For me it depends, when it's an uncle I hardly have a relationship with randomly asking me to fix his printer because I'm good with computers. Then no think you, I just tell him to google the problem or ask Mistral-AI
If it's my close family then I love helping them
It super depends on the person. But for my SO no problem. For my out of town family lmaooo forget about it.
After 1 year of tech support: "I can fix it!"
After 15 years: "I've never used a computer in my life."
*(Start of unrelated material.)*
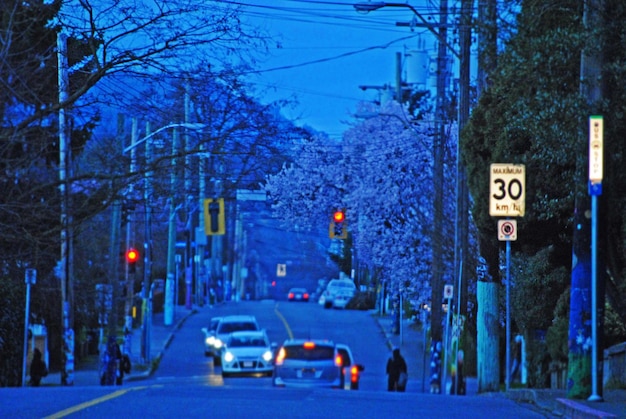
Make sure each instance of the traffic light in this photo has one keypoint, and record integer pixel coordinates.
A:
(338, 228)
(132, 256)
(214, 217)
Like others stated, if it's not someone I'm close to, I wouldn't want to do it. If my partner however asks me for help, being able to help her and solve a real problem she has, brings me tremendous joy.
Man, I don't recognize this at all. At work I'm currently in the middle of a two-month project that I think will end up producing about ten lines of code. It's all about tracking a bunch of stuff down in a gigantic code base and then trial-and-erroring all of it until it works.
So, my mother-in-law's phone keyboard switches to French-Canadian? Yeah, I can definitely fix that! My dad wants a mesh network in his house so he can listen to music in the garage? Can do! My kid's audio player breaks and I need to transplant in a new part? Give it to me! My wife's computer won't print suddenly? These little wins (and sometimes medium sized wins!) are euphoric. They keep me from feeling like I've wasted an entire day switching one variable, running a build, and then switching it back.
Sure, it gets annoying when they don't try anything before they ask, or they keep having the same problem over and over again. But that's by far the minority.
Yeah I don't relate to this at all with computers because of the association with work. But I do with other things!
A friend asked if I could fix the zipper on his pants. I was very tired, glanced at it and said nah, too much work. You'd have to unsew everything, split the seams apart, and sew back together. But my brain wouldn't let go of it. I already solved in my bed. So that's what I did. The satisfaction of completion and the look on his face when I actually just fixed it after saying no was pure dopamine.
Part of it is not wanting to enable people to not even bother trying to do anything on their own.
But someone who at least tries? Oh yeah, sure I'll help!:-)
Depends on the topic. Friend recently said that his old PC will no longer receive Windows 10 security updates soon and he wants to try Linux, and just wanted quick advice. I had plans but I was over at his house within 10 minutes
The last two times I had relatives ask me for remote support to remove the latest super obvious virus they loaded up I just said "Oh, sorry... I don't really know Windows anymore." That's had a 100% success rate.
« I don’t know about windows we only have Mac at work, so I move to mac at home years » works pretty well for me.
Same, if I came home in that condition and the first thing brought up was yet another tech issue, I'd fucking slam the door and go get wasted at a bar.